Thursday, August 1, 2019

Le Tour 2019

This year the Tour de France celebrated 100 years of the Maillot Jaune, the yellow jersey.  Since 1919 the leader of the general classification of the Tour de France has been wearing this yellow jersey.  It started on 19 July 1919, about ten days after the signature of the Treaty of Versailles (the peace treaty ending World War I.)  At that time the fans watching the race were unable to distinguish who was the race leader.  Until then the leader only wore a small green arm band.  The newspaper l'Auto, the original organizers of this bicycling race (started as a publicity stunt for their paper) decided that the tour leader should wear a bright colored jersey.  They decided on the color yellow because that was the color of their newspaper; it was also as an homage to Octave Lapize, winner of the 1909 Tour, who wore a yellow jersey and was killed in the war.  In addition, because of scarcity after the war and yellow not being a popular color, these jerseys were cheaper and available in all sizes.  The first yellow jersey was worn by Belgian cyclist Firmin Lambot (1886-1964) who won the Tour de France 1919.  Below is the route of the 1919 Tour, 5,560 km long (3,450 miles.)

 Twenty unique yellow jerseys were made this year, one for each stage.  Each jersey was customized to show a historical symbol of this 100 year old jersey and of the 2019 Tour.  Some of the background designs included city and landscape symbols of the race as well as outlines of celebrated former riders, like Eddy Merckx of Belgium who won five Tour de France.  Originally, the yellow jersey was made of wool but it was quite warm and became heavy when water logged, so it stopped being made of wool in the 1960s.  Below are photos of 4 riders in yellow: 2019 Tour winner Egan Bernal of Colombia, next to Eddy Merckx of Belgium.  Bottom left is Greg Lemond, of the USA, winner of 3 Tour de France, next to Julian Alaphilippe of France who wore the yellow jersey during 14 stages in the 2019 Tour.

The 106th Tour started on July 6, 2019, in Brussels, Belgium and ended on July 28 on the Paris Champs-Elysees, where it has ended since 1975.  The race was 3,480 km long (2,162 miles) and consisted of 21 daylong stages.  176 riders (12 teams of 8 riders each) from 30 countries started the race; the race ended with 155 survivors  -:)  There were 7 flat stages, 5 hilly and 5 mountain stages.  The 2019 Tour was a race for hill-climbers as they rode stages in the Vosges Mountains, The Monts du Lyonnais, two in the Massif Central, four in the Pyrenees and spent three and a half days in the Alps.  I watched most of it while cleaning my house in Georgia.  I would sort things in front of the television in the mornings so I could watch it.  The last fornight the weather in greater Atlanta was below average, usually in the high 70s to low 80s (24 to 27 C) while it was abnormally warm in France (and in Nashville) reaching temperatures over 100 F (38 C.)  The race was exciting as usual with memorable events.  I would not have wanted to miss my yearly virtual escapade to France.

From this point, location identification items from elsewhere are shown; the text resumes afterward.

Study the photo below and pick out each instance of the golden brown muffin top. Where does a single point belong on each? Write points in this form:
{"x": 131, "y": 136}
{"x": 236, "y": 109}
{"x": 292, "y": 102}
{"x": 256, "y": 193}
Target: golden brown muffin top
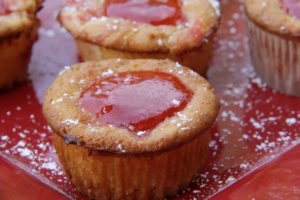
{"x": 67, "y": 117}
{"x": 271, "y": 15}
{"x": 17, "y": 15}
{"x": 86, "y": 20}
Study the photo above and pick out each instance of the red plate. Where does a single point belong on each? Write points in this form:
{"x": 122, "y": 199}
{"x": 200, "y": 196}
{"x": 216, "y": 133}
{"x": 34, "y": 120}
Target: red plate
{"x": 254, "y": 127}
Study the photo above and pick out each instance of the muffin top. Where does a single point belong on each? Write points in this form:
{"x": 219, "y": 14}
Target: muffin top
{"x": 130, "y": 106}
{"x": 17, "y": 15}
{"x": 171, "y": 26}
{"x": 278, "y": 16}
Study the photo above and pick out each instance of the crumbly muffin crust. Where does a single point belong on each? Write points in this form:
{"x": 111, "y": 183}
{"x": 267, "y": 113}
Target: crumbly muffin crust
{"x": 20, "y": 16}
{"x": 85, "y": 21}
{"x": 271, "y": 16}
{"x": 66, "y": 117}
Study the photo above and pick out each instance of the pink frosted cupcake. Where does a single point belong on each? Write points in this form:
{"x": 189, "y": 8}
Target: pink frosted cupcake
{"x": 274, "y": 36}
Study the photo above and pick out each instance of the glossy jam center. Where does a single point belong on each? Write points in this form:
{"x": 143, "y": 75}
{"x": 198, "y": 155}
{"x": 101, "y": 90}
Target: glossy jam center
{"x": 137, "y": 101}
{"x": 292, "y": 7}
{"x": 155, "y": 12}
{"x": 3, "y": 7}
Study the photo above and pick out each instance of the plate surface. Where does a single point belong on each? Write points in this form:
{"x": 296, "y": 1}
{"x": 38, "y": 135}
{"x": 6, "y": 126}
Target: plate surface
{"x": 256, "y": 133}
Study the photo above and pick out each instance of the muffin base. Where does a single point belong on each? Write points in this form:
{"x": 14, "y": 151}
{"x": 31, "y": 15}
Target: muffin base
{"x": 196, "y": 59}
{"x": 124, "y": 176}
{"x": 276, "y": 58}
{"x": 15, "y": 53}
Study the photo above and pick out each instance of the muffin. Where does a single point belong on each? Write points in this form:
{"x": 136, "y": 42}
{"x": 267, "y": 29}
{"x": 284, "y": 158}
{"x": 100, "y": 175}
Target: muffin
{"x": 130, "y": 129}
{"x": 274, "y": 37}
{"x": 180, "y": 30}
{"x": 18, "y": 31}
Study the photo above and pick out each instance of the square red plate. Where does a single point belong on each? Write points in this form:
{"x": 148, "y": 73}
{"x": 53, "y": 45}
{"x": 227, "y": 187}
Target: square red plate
{"x": 254, "y": 151}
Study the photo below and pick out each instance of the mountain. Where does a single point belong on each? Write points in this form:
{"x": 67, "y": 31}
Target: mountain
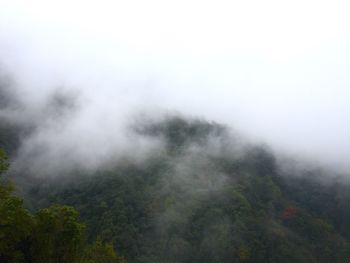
{"x": 204, "y": 195}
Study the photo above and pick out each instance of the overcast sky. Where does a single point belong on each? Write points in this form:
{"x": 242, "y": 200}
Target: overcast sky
{"x": 278, "y": 71}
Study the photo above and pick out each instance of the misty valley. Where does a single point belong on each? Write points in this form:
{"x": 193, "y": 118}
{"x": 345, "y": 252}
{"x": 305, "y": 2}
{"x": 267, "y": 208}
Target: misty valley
{"x": 201, "y": 194}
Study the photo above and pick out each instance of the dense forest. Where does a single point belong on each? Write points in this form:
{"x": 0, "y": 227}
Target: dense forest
{"x": 205, "y": 196}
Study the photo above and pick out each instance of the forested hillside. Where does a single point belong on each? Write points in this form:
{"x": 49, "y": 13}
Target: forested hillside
{"x": 204, "y": 196}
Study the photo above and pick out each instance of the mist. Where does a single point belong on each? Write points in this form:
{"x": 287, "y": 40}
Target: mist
{"x": 80, "y": 73}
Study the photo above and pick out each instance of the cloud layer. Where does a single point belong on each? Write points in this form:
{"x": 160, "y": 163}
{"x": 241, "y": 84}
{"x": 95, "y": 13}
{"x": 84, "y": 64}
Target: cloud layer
{"x": 275, "y": 71}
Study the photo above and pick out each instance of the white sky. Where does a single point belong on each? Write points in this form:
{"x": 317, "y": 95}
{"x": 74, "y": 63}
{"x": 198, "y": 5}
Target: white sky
{"x": 276, "y": 70}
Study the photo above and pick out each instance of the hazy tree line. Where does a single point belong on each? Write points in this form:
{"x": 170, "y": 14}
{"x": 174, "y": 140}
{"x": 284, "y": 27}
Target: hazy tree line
{"x": 53, "y": 234}
{"x": 203, "y": 198}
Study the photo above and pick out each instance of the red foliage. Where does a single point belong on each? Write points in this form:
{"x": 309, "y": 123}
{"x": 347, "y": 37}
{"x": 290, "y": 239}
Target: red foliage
{"x": 289, "y": 212}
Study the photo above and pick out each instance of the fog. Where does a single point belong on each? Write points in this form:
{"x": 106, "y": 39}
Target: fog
{"x": 276, "y": 72}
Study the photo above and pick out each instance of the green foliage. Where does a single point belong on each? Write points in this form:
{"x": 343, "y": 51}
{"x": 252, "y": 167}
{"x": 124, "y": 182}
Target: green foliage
{"x": 190, "y": 204}
{"x": 52, "y": 235}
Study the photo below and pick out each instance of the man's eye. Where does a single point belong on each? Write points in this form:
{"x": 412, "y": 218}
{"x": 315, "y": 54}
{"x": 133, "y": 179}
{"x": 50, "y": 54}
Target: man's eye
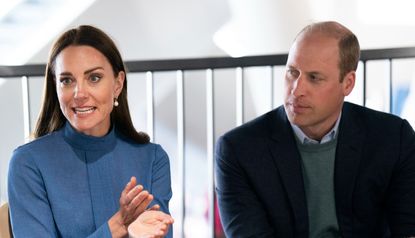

It was addictive for me and I kept looking at my TV to follow some of the best cyclists from around the world.  They rode in large cities, small villages, valleys, near lakes, fields and mountains.  It was a treat to watch the risk-taking cyclists in this thrilling race.  (Click on collage to enlarge.)

Unexpected high drama came when during the 19th stage, last Friday, it was shortened due to foul weather in the mountains.  After the riders had crested Col d'Iseran, the organizers halted the race because of hailstones, mudslides and snow.  Below are the riders near Col d'Iseran unaware of the road conditions ahead.

Frenchman, Julian Alaphilippe was the yellow jersey holder for 14 stages to the delight of his French fans.  But during that last shortened stage he lost his jersey to the young Colombian, Egan Bernal, who kept it to the end in Paris.  Here I'll quote Joshua Robinson of the Wall Street Journal: "This was the most exciting Tour de France in three decades ... the crackle of this Tour came down to one man.  He is a 132-pound Frenchman with a goatee named Julian Alaphilippe--and he was the one to light the fuse...  "They like seeing me race the way I race, with panache, with movement," Alaphilippe said after his stunning time-trial win.  "I wanted to burn my legs until they failed."  France hadn't seen one of its own wear the yellow jersey for so much as a day in five years..."This has been a Tour à la française." Truly,  the 2019 Tour belongs to smiling Julian Alaphilippe, nicknamed Loulou by his fans.  He was the emblem of this tour.  Below are photos of Julian, and one in the last stage wearing blue along Egan Bernal wearing the yellow jersey.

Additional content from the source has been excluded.